Dennis smiled when his old schoolmaster appeared. “I’m delighted to see you unscathed, sir,” he greeted Wadsworth.
“As I am you, Lieutenant,” Wadsworth said. “Are you thinking of using these cannon?”
“I wish we could,” Dennis said, and pointed to a fire-scarred pit. “They exploded their ready magazine, sir. They should have spiked the guns, but they didn’t. So we’ve sent for more powder bags.”
“I’m sorry about Captain Welch,” Wadsworth said.
“It’s almost too hard to believe,” Dennis said in a puzzled tone.
“I didn’t know him well. Hardly at all! But he inspired confidence.”
“We thought him indestructible,” Dennis said, then made an uncertain gesture towards the west. “The men want to bury him up here, sir, where he led the fight.”
Wadsworth looked to where Dennis pointed and saw a body shrouded by two blankets.
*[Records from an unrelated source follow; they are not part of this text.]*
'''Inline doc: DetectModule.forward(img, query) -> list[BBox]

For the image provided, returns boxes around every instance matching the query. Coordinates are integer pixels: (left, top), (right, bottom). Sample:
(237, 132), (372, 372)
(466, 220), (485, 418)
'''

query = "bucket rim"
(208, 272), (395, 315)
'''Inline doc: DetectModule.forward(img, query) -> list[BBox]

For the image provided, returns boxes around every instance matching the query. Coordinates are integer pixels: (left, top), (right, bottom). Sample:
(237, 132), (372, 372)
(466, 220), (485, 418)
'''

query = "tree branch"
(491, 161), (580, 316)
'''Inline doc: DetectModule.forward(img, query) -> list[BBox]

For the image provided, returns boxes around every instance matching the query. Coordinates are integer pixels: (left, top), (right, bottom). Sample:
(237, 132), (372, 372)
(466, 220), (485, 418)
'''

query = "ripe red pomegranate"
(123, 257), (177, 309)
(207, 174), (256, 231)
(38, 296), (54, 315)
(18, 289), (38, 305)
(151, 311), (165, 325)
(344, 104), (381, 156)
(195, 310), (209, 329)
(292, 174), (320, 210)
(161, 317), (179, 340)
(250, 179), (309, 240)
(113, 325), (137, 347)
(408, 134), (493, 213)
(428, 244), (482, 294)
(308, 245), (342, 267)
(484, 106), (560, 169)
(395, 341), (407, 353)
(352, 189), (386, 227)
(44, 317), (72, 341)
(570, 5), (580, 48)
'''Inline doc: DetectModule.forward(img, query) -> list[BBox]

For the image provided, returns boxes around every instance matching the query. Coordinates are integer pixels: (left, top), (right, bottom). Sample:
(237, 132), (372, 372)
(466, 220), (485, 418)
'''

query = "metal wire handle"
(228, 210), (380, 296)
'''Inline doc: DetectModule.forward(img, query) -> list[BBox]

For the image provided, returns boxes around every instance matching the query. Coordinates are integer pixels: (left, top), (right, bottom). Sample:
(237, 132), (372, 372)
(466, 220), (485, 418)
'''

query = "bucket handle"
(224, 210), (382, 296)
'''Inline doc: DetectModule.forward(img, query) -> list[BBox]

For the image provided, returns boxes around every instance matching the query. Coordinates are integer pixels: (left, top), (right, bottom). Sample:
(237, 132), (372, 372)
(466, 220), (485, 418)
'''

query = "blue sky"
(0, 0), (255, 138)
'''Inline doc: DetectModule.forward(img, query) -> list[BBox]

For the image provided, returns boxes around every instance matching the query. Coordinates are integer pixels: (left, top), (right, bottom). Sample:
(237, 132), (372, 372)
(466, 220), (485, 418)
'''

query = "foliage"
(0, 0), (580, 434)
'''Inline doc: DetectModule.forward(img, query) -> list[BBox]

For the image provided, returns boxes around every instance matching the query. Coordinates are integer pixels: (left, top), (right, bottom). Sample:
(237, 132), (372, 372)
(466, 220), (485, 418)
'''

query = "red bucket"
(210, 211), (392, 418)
He realized it had to be Welch’s corpse. “That seems fitting,” he said.
“When we take the fort, sir,” Dennis said, “it should be called Fort Welch.”
“I have a suspicion,” Wadsworth replied drily, “that we must call it Fort Lovell instead.”
Dennis smiled at Wadsworth’s tone, then reached into his tailcoat pocket. “The book I was going to give you, sir,” he said, holding out the volume by Cesare Beccaria.
Wadsworth was about to express his thanks, then saw that the book’s cover had been ripped and the pages churned into a mangled mess. “Good Lord!” he said. “A bullet?” The book was unreadable, nothing but torn paper now.